Шрифт:
Это был основной момент, удостоверившись в котором они понимали, что Элия вовсе не отрекался от своих корней, а, наоборот, своей растущей славой врача в городе и провинции придавал их общему происхождению тот блеск, который косвенным образом отражался и на них (в возрасте чуть старше сорока лет он был не только заведующим женским отделением больницы Святой Анны, но и личным врачом герцогини Костабили, несомненно, самой шикарной и самой влиятельной феррарской дамы, а после преждевременной кончины ее супруга, возможно, и чем-то большим, чем лечащий врач…): тогда все остальное можно было простить, оправдать и в некоторых случаях даже восторженно приветствовать.
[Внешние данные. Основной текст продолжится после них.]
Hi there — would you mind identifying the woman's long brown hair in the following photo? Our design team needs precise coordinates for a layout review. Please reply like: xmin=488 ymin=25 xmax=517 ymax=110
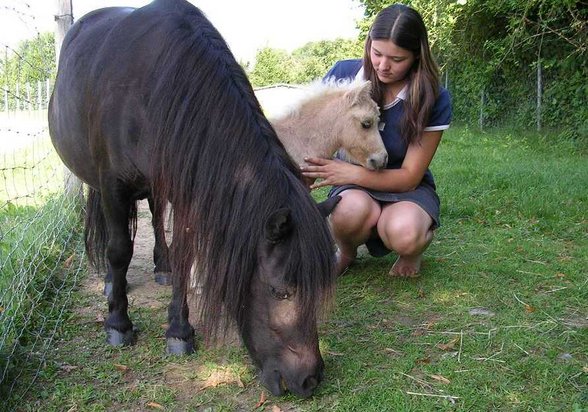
xmin=363 ymin=4 xmax=439 ymax=144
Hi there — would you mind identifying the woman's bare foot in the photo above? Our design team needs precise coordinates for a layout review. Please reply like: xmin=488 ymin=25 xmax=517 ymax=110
xmin=390 ymin=255 xmax=423 ymax=278
xmin=335 ymin=249 xmax=355 ymax=276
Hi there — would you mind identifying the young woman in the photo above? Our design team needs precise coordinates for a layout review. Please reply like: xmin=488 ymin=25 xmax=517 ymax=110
xmin=302 ymin=4 xmax=451 ymax=277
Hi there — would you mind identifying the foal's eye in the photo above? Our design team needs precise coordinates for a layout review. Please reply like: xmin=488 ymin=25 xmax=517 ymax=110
xmin=271 ymin=287 xmax=292 ymax=300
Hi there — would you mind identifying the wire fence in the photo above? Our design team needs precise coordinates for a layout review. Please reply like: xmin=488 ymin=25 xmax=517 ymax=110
xmin=0 ymin=1 xmax=87 ymax=410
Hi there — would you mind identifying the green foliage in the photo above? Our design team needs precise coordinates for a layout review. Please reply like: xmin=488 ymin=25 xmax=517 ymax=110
xmin=0 ymin=33 xmax=56 ymax=108
xmin=249 ymin=39 xmax=362 ymax=87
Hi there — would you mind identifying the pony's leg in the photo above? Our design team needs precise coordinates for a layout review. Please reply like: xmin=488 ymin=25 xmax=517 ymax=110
xmin=101 ymin=185 xmax=134 ymax=346
xmin=147 ymin=197 xmax=171 ymax=286
xmin=165 ymin=274 xmax=194 ymax=355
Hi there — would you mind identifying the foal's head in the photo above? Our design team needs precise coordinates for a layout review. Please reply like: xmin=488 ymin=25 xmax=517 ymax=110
xmin=336 ymin=81 xmax=388 ymax=170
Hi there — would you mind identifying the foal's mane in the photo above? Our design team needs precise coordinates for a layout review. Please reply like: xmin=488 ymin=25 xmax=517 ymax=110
xmin=147 ymin=0 xmax=334 ymax=336
xmin=272 ymin=78 xmax=357 ymax=122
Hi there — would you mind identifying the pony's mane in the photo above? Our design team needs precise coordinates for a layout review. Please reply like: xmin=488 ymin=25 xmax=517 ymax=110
xmin=146 ymin=2 xmax=334 ymax=336
xmin=272 ymin=77 xmax=358 ymax=122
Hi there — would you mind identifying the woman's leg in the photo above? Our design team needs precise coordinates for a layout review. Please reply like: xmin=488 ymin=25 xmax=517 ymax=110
xmin=377 ymin=202 xmax=433 ymax=277
xmin=330 ymin=189 xmax=381 ymax=274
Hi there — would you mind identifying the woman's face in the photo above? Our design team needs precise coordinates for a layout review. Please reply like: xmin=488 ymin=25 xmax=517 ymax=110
xmin=370 ymin=40 xmax=416 ymax=84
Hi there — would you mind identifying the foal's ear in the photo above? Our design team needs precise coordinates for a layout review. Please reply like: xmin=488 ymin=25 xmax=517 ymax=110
xmin=265 ymin=207 xmax=293 ymax=243
xmin=345 ymin=80 xmax=372 ymax=106
xmin=316 ymin=196 xmax=341 ymax=217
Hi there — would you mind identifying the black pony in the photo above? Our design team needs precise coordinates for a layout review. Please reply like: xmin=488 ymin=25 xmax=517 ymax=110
xmin=49 ymin=0 xmax=335 ymax=396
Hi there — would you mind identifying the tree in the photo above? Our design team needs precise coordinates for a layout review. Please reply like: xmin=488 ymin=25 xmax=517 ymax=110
xmin=249 ymin=47 xmax=292 ymax=87
xmin=0 ymin=33 xmax=56 ymax=107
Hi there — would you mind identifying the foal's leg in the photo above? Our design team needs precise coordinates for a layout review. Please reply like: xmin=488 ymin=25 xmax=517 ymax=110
xmin=147 ymin=197 xmax=171 ymax=286
xmin=165 ymin=273 xmax=194 ymax=355
xmin=101 ymin=185 xmax=133 ymax=346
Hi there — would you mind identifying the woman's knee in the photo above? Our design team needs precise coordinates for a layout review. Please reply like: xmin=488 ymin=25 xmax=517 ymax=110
xmin=330 ymin=191 xmax=380 ymax=232
xmin=378 ymin=204 xmax=433 ymax=255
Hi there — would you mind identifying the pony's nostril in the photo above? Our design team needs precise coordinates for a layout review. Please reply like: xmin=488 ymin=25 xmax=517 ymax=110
xmin=302 ymin=376 xmax=318 ymax=392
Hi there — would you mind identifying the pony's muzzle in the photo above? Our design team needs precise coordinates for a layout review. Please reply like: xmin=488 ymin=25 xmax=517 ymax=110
xmin=366 ymin=151 xmax=388 ymax=170
xmin=260 ymin=355 xmax=325 ymax=398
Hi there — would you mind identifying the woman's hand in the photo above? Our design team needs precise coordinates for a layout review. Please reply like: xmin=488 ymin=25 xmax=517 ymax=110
xmin=300 ymin=157 xmax=363 ymax=189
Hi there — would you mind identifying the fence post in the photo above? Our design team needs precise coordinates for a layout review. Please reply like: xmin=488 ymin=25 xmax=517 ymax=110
xmin=37 ymin=80 xmax=43 ymax=110
xmin=536 ymin=57 xmax=543 ymax=132
xmin=55 ymin=0 xmax=84 ymax=200
xmin=478 ymin=88 xmax=485 ymax=130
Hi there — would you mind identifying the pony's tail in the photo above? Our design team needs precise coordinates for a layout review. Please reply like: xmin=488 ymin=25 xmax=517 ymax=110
xmin=84 ymin=187 xmax=108 ymax=271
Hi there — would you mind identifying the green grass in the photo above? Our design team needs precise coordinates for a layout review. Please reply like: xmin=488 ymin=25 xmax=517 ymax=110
xmin=0 ymin=128 xmax=588 ymax=412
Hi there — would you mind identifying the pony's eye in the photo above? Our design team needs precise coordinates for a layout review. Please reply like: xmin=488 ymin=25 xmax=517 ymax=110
xmin=271 ymin=287 xmax=292 ymax=300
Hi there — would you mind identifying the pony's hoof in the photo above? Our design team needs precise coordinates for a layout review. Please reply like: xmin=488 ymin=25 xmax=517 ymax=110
xmin=167 ymin=338 xmax=194 ymax=355
xmin=102 ymin=282 xmax=112 ymax=297
xmin=106 ymin=328 xmax=134 ymax=346
xmin=155 ymin=272 xmax=171 ymax=286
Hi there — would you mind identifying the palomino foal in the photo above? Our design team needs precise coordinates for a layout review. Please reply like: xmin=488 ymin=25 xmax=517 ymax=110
xmin=270 ymin=81 xmax=388 ymax=183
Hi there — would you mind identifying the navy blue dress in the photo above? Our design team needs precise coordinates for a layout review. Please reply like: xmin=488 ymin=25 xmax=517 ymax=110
xmin=324 ymin=59 xmax=451 ymax=256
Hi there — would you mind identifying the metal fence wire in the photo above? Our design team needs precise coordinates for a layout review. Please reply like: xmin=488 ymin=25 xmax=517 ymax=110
xmin=0 ymin=1 xmax=87 ymax=410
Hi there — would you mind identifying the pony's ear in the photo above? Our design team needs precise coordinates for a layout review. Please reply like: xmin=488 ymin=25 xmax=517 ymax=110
xmin=345 ymin=80 xmax=372 ymax=106
xmin=265 ymin=207 xmax=293 ymax=243
xmin=317 ymin=196 xmax=341 ymax=217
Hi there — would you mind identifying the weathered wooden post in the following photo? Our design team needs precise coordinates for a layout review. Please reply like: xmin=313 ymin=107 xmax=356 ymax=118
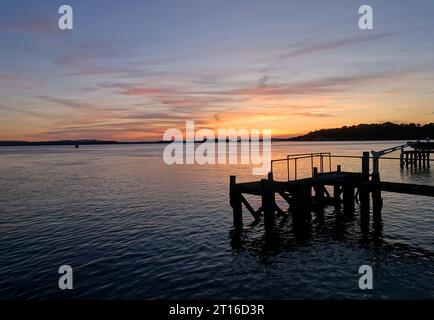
xmin=342 ymin=181 xmax=354 ymax=214
xmin=313 ymin=167 xmax=324 ymax=207
xmin=261 ymin=179 xmax=276 ymax=230
xmin=359 ymin=152 xmax=369 ymax=225
xmin=333 ymin=164 xmax=341 ymax=209
xmin=371 ymin=174 xmax=383 ymax=225
xmin=229 ymin=176 xmax=243 ymax=228
xmin=399 ymin=148 xmax=404 ymax=169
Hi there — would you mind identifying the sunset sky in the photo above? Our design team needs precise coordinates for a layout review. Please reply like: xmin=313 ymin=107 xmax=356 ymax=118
xmin=0 ymin=0 xmax=434 ymax=140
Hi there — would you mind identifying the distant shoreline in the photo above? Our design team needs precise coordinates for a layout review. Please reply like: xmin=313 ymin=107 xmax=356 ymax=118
xmin=0 ymin=138 xmax=428 ymax=147
xmin=0 ymin=122 xmax=434 ymax=147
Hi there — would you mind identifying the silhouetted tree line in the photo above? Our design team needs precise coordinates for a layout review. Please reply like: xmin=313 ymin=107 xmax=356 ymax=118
xmin=286 ymin=122 xmax=434 ymax=141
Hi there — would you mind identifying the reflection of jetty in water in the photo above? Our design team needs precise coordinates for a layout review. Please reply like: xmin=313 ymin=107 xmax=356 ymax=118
xmin=230 ymin=142 xmax=434 ymax=230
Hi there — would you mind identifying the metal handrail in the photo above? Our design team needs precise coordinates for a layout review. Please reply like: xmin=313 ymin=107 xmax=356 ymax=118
xmin=271 ymin=152 xmax=332 ymax=181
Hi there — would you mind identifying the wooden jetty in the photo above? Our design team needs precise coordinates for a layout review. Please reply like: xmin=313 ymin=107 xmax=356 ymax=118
xmin=229 ymin=152 xmax=434 ymax=229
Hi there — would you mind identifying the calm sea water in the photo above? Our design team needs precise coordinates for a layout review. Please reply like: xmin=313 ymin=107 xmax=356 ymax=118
xmin=0 ymin=142 xmax=434 ymax=299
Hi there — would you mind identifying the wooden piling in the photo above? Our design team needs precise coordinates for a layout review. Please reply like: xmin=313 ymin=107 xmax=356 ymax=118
xmin=359 ymin=152 xmax=370 ymax=224
xmin=229 ymin=176 xmax=243 ymax=228
xmin=343 ymin=183 xmax=354 ymax=214
xmin=261 ymin=179 xmax=276 ymax=229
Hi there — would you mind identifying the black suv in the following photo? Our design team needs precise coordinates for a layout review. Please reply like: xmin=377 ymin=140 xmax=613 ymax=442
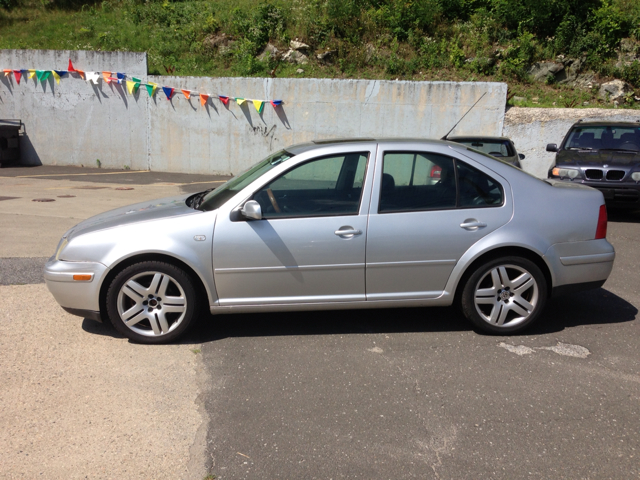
xmin=547 ymin=120 xmax=640 ymax=208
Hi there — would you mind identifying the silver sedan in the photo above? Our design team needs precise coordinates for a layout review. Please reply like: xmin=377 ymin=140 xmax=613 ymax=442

Какая разница, например, рассуждали они, что сам он был выходцем из более чем скромной семьи, сыном этого никчемного Соломона Коркоса, этого жалкого купчишки, во всех отношениях достойного пренебрежения, который в своей жизни, кроме как наплодить детей (двенадцать их у него было!) и в конце концов сесть на шею к Элии, младшему в выводке, ничего путного так и не сотворил? А жена, которую он себе выбрал, «гойка», к тому же из низшего сословия (впрочем, преданная, умелая домоправительница, редкостная труженица, несравненная стряпуха), почему нужно считать ее камнем на шее, как говорили многие? Нет, нет. Если он, будучи человеком осторожным и осмотрительным, в определенный момент решил пойти на подобный мезальянс, то вряд ли только затем, чтобы поправить последствия ошибки, совершенной в юности, во время одинокого ночного дежурства в больнице в компании пышногрудой девушки (в наших краях никогда не считалось обязательным в подобных случаях обращаться к господину мэру [12] ), но, напротив, весьма точно зная, что делает. Как бы то ни было, важен лишь факт, что при всей своей эксцентричности и странности — ведь он даже с некоторых пор отказался платить ежегодный взнос, который взимался с членов общины, утверждая, что совесть не позволяет ему изображать веру, которой у него нет (тем не менее, когда речь зашла об обрезании сыновей, он не только дал разрешение на эту простейшую операцию, но и заявил во всеуслышание в храме, что одобряет этот «обычай» как отвечающий очевидным нормам гигиены, известным уже древним, мудро включившим его в свою религию), — важно было то, что, по сути, он продолжал придерживаться общих правил.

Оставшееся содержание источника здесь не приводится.